Flashpoint’s analysts create Finished Intelligence that helps customers make informed recommendations on mitigating data confidentiality risks to avoid unauthorized access to sensitive company holdings. Flashpoint customers also leverage Flashpoint Risk Intelligence Observables (RIOs) in order to tune sensors in their security operations centers and strengthen pre-attack defenses, thereby helping mitigate risk. In the case of the threat actor targeting aviation clubs, Flashpoint reported the exact structure of the attack, including samples of the phishing emails sent, how the malware was disguised, and how it operated. Our analysts also collected a list of companies being targeted and samples of the data exfiltrated, thereby helping to understand the scope of the damage already done.

SUPPLIER & PARTNER RISKS

Supply chain attacks can affect any part of the aviation and aeronautics industry, from additional costs and production delays to data breaches with employee personal identifiable information (PII) and corporate intellectual property (IP) loss. For example, Flashpoint observed a crime-as-a-service malware used to phish credentials for the supply chains of 20 organizations, including several shippers and manufacturers. By controlling the supply chain, the attackers could divert shipments of physical goods, issue full sets of payments and invoices to nonexistent companies, and issue gift cards in mass quantities. Since the malware was typically employed against organizations such as banks and online retailers, the attack represented a strategic effort on the part of threat actors to target a new industry.

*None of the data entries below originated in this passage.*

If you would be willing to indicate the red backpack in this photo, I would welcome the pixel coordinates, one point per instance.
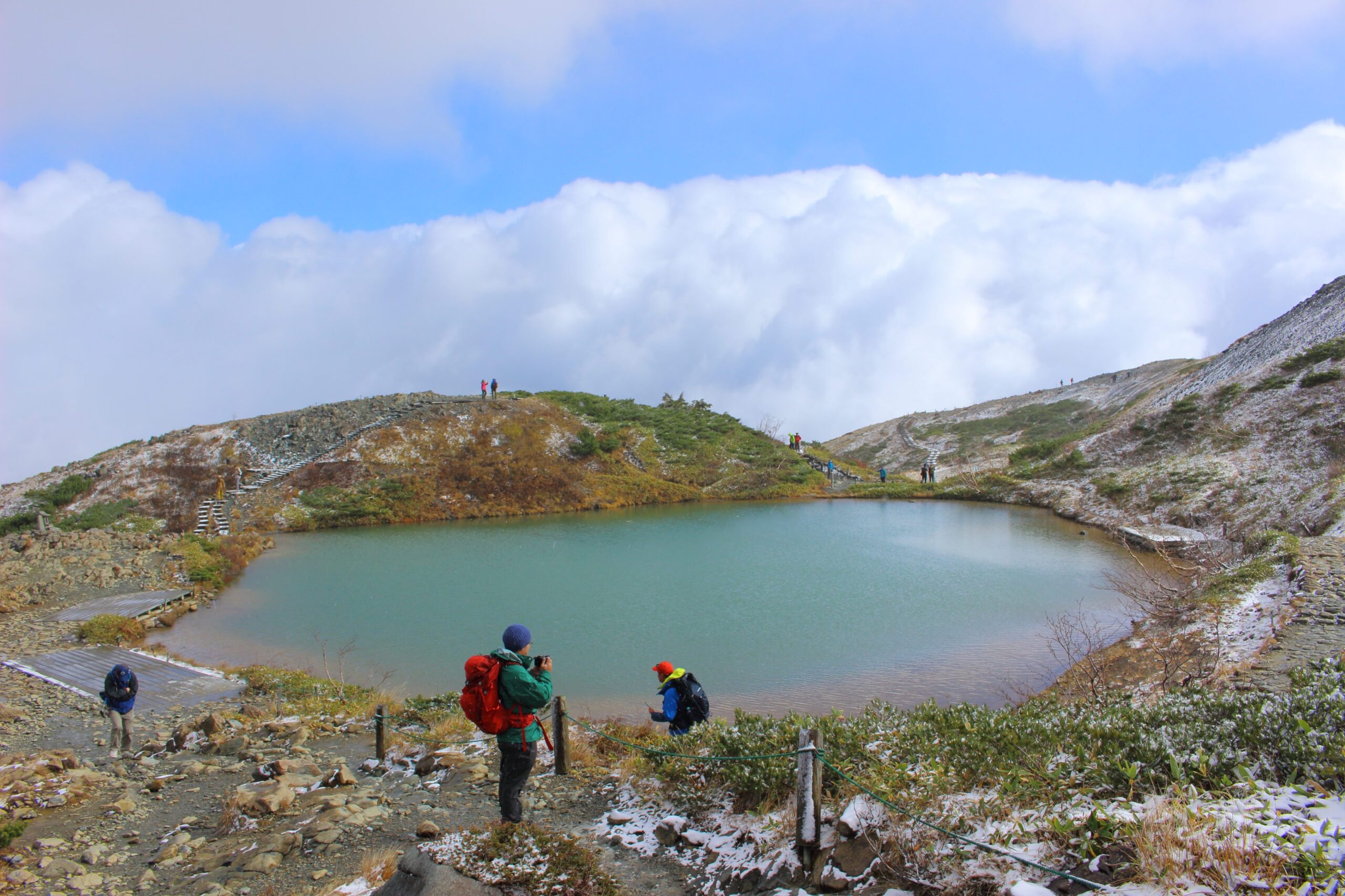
(481, 697)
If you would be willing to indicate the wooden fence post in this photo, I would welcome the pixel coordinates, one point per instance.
(378, 732)
(561, 731)
(809, 802)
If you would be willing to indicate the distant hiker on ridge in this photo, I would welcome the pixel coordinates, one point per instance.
(501, 696)
(119, 696)
(685, 703)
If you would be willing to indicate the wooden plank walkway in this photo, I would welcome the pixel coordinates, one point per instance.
(131, 606)
(162, 684)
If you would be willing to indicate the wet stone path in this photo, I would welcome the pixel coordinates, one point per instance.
(1317, 631)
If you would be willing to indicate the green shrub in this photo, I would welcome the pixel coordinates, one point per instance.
(1320, 377)
(369, 502)
(529, 859)
(99, 516)
(10, 832)
(18, 523)
(111, 629)
(1111, 486)
(1038, 451)
(1329, 350)
(1227, 394)
(1109, 747)
(587, 443)
(59, 494)
(203, 560)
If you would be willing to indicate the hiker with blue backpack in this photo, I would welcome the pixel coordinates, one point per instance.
(119, 696)
(685, 703)
(502, 693)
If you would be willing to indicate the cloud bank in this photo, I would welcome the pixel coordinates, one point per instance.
(830, 299)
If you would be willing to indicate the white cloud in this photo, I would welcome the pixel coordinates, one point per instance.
(832, 299)
(380, 66)
(1163, 32)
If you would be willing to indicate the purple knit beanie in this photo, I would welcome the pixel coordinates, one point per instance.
(517, 638)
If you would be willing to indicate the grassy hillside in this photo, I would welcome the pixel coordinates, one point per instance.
(439, 459)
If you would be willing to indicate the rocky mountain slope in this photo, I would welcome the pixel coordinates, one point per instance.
(1250, 439)
(415, 458)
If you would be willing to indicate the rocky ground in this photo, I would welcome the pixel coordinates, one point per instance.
(315, 810)
(1317, 630)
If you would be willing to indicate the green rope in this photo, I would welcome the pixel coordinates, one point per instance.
(989, 848)
(664, 753)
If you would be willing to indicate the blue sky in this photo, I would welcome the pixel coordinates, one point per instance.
(829, 213)
(665, 96)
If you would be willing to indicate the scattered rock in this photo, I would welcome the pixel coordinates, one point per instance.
(419, 875)
(263, 798)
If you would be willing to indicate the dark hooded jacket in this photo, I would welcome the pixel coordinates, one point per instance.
(120, 688)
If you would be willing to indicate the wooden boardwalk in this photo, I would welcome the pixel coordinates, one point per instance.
(131, 606)
(163, 684)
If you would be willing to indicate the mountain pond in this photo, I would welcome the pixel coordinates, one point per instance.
(775, 606)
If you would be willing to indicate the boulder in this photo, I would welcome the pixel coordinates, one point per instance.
(860, 816)
(339, 778)
(669, 830)
(264, 863)
(419, 875)
(854, 856)
(263, 798)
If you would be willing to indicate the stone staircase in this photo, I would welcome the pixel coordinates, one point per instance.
(213, 516)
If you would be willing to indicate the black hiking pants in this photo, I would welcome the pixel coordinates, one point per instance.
(515, 766)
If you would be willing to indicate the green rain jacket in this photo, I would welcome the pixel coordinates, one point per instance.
(521, 688)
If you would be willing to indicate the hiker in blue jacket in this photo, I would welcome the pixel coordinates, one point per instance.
(119, 696)
(685, 701)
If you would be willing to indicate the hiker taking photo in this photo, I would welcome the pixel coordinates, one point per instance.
(685, 703)
(119, 695)
(502, 693)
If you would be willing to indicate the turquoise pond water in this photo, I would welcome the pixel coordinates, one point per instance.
(782, 606)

By monitoring threat actor discussions for tactics, techniques, and procedures (TTPs) and known supply chain exploits, Flashpoint provides customers with an early warning when threat actors begin to target technologies or vendors within their supply chain. In the case of the crime-as-a-service malware, Flashpoint identified the companies being targeted so that their partners could be alerted that there may have been a breach in the supply chain. Flashpoint also provided examples of the phishing emails and indicators of compromise (IOCs) for the malware to help individual companies strengthen their security posture against being targeted by this threat actor.